Eclairage. La liberté de la presse n’émerge qu’à partir de la fin du XVIIIe siècle. La Suisse, un précurseur dans ce domaine, l’inscrit dans la Constitution de 1848.
Olivier Meuwly
La liberté de la presse s’est imposée lentement dans ce que nous appelons aujourd’hui nos démocraties occidentales. Elle se fraie un passage au cours du XVIIIe siècle, au nom de Lumières dépendantes d’une large diffusion de leurs idées. En France, une lutte acharnée s’engage entre littérateurs de tout poil et les autorités royales.
Il s’agit en réalité d’une bataille déséquilibrée. La France poursuit-elle ses trublions philosophiques? Les Pays-Bas et la Suisse, avec Neuchâtel et Genève en première ligne, produiront à tour de bras les ouvrages qui se répandront ensuite dans l’Hexagone. L’Encyclopédie de Diderot profitera largement de ses canaux suisses.

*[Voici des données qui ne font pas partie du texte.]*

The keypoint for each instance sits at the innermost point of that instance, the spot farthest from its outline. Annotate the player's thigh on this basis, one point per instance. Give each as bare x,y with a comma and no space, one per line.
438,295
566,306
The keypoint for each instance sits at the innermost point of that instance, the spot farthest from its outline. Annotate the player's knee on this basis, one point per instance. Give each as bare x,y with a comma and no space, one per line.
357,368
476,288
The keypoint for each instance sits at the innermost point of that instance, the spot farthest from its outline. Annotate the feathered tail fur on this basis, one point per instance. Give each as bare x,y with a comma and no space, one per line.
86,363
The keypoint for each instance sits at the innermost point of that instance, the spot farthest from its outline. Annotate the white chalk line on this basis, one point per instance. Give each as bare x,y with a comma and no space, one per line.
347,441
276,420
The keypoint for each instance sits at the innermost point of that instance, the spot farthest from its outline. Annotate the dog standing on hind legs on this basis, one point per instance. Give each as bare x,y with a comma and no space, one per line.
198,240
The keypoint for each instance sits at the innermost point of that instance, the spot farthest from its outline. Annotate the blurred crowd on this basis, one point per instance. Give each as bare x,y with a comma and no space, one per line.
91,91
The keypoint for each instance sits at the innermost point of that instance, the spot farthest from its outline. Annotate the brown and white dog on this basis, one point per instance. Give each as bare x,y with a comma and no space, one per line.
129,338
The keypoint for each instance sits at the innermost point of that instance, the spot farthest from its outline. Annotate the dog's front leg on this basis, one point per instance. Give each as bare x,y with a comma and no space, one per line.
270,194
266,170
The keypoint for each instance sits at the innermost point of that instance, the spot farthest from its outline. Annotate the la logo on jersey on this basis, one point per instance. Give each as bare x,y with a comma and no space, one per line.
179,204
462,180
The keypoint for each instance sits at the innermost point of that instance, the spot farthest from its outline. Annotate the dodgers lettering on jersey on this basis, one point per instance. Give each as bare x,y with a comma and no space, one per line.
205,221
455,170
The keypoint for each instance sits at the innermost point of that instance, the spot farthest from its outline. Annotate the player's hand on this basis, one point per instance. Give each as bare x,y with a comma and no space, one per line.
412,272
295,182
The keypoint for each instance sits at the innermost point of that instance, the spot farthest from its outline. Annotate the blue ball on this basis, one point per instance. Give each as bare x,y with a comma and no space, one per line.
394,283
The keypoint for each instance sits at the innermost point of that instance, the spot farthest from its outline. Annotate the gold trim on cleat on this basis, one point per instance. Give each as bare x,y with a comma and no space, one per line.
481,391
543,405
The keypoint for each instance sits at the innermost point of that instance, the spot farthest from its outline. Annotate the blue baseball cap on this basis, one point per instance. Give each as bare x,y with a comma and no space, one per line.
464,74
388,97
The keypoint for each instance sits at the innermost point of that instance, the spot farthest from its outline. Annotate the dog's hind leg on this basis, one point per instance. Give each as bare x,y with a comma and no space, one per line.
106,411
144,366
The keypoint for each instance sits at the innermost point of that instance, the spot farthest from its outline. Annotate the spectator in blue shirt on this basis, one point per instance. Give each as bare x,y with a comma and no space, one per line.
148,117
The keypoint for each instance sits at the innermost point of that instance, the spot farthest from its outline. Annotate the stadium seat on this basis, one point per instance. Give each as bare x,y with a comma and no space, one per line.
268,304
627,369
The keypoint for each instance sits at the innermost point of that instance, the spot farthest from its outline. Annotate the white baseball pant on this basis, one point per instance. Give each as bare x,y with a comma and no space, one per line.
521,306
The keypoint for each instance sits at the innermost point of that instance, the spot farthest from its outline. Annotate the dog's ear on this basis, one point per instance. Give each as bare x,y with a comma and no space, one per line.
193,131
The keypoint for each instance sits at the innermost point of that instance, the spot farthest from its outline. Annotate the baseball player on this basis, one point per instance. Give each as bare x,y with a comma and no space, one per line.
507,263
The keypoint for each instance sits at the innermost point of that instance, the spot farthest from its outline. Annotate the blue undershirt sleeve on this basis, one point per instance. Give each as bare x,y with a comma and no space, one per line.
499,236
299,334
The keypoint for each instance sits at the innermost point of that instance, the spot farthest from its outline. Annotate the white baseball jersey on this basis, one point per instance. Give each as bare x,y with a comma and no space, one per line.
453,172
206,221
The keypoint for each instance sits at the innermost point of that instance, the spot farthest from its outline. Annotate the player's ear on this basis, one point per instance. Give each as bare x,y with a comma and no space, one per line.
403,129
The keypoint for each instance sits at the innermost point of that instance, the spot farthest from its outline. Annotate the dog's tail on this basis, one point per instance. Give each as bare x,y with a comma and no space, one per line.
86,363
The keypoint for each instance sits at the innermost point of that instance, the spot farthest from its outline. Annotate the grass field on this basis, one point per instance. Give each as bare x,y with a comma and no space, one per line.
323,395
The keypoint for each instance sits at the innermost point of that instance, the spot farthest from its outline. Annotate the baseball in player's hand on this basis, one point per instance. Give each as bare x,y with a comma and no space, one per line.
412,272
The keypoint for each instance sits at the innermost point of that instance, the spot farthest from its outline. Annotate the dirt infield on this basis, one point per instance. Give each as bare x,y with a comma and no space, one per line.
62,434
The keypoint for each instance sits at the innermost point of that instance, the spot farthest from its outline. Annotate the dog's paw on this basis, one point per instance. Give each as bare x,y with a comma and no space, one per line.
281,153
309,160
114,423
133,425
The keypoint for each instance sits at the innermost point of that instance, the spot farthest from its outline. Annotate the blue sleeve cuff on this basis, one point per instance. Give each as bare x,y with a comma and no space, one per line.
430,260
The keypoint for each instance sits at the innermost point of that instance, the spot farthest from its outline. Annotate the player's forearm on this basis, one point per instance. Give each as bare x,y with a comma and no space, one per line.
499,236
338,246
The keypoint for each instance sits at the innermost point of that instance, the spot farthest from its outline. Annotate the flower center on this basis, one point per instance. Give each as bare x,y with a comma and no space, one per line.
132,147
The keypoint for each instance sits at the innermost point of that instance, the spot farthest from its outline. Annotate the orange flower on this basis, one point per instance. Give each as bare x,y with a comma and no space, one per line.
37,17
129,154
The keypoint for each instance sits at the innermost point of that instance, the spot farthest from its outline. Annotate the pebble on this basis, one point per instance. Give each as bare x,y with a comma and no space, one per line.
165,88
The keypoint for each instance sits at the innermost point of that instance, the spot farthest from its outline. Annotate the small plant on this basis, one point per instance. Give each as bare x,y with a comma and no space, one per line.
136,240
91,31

La Révolution française réglera la question, emboîtant le pas aux Etats-Unis et à la Grande-Bretagne, pionniers de la liberté d’expression. Portée par une presse en effervescence, elle véhicule alors une liberté débridée, où toute opinion n’existe que si elle possède un support physique.
L’opinion publique prend forme comme lieu symbolique d’une rencontre permanente d’idées en perpétuel bouillonnement. Les Genevois Dumont ou Clavière se distinguent dans l’«atelier» de Mirabeau, maître à penser de la Révolution balbutiante, et participent activement à son Courrier de Provence.
La fête ne durera pas. A l’hermétisme religieux de l’Ancien Régime succède une nouvelle hérésie: la liberté est-elle acceptable si elle protège les ennemis de la Révolution? Le bal sanglant de la Terreur se profile, orchestré par Robespierre et Saint-Just. Bonaparte, en fermant le cycle révolutionnaire au nom de la préservation de ses acquis, met à son tour la liberté de la presse en veilleuse.
La Suisse, satellisée par le futur empereur depuis 1803, a connu une évolution parallèle. La Révolution helvétique a proclamé la liberté de la presse dès 1798, en l’accompagnant d’un geste puissant: l’article 7 de sa Constitution affirme que cette liberté dérive du droit d’acquérir de l’instruction. Une mission essentielle est confiée à la presse, qu’un Camille Desmoulins avait déjà théorisée à Paris: la presse se dresse en instituteur de la nation.
Le combat pour la liberté de la presse reprend au seuil de la Restauration, dans un climat ambigu où percent à la fois la soif des uns pour un retour en arrière et les aspirations libérales des autres, générées par les espoirs soulevés par la Révolution. Le courant libéral né dans les années 1820 en fait son étendard, avec la nécessaire publicité des débats parlementaires. Benjamin Constant s’évertue à expliquer au gouvernement français qu’il n’a rien à craindre d’une prolifération de titres: seule une liberté d’expression absolue peut neutraliser les opinions!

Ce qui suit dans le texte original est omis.